We must stop all rallies that incite hatred and takes action against newspapers that invoke the ghosts of May 13, 1969. 

Let our police and other law enforcement agencies be seen in public, patrolling the streets, the kampongs, the churches and other houses of worship – so that the rakyat that voted for this government will at least feel safe. 

That was the sense of security Americans felt as the country was healing from the Sept 11, 2001 attacks – when two ‘arrows’ were plunged into the Twin Towers. 

The healing process was painful one for Americans but healed they were and a new agency, The Department of Homeland Security, there was.

In Malaysia, what is the worth of a government if it cannot provide all the means necessary to guarantee safety. 

Malaysians might as well vote in a new regime – that will not only ensure that no arrows will be shot and healing is in the form of administering holistic and preventive medicine.

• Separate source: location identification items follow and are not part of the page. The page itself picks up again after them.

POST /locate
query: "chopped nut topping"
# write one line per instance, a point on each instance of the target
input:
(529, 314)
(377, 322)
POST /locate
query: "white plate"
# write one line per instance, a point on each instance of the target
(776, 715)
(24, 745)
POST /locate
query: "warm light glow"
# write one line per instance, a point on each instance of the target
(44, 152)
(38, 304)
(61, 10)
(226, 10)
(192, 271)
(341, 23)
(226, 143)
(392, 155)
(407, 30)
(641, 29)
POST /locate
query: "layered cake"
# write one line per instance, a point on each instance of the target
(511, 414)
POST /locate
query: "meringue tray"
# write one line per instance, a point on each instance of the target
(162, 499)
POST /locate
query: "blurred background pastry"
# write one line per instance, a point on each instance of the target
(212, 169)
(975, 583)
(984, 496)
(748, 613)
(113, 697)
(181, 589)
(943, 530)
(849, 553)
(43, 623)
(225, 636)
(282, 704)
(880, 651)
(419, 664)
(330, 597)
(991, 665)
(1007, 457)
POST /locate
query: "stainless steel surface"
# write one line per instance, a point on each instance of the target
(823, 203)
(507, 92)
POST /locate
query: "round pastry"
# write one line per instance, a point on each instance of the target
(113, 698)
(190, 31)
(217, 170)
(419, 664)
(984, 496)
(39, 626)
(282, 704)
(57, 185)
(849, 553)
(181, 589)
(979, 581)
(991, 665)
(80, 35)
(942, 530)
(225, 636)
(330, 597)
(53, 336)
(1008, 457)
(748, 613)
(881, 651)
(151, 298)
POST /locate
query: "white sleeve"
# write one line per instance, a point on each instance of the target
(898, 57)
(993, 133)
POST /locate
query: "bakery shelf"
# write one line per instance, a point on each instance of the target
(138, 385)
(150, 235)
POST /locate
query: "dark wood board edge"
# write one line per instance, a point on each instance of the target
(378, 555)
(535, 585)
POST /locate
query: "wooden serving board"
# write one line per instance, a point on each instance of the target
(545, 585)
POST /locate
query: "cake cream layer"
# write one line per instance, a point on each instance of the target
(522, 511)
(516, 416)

That ought to be the solution. We cannot allow demons to rule, nor demolitions to define the democracy we dearly yearn for.


AZLY RAHMAN, who was born in Singapore and grew up in Johor Bahru, holds a Columbia University (New York) doctoral degree in International Education Development and Masters degrees in the fields of Education, International Affairs, Peace Studies, and Communication. He has taught more than 40 courses in six different departments and have written more than 300 analyses on Malaysia. His teaching experience spans both in Malaysia and in the United States and in a wide range of teaching context; from elementary to graduate education. He currently resides in the United States.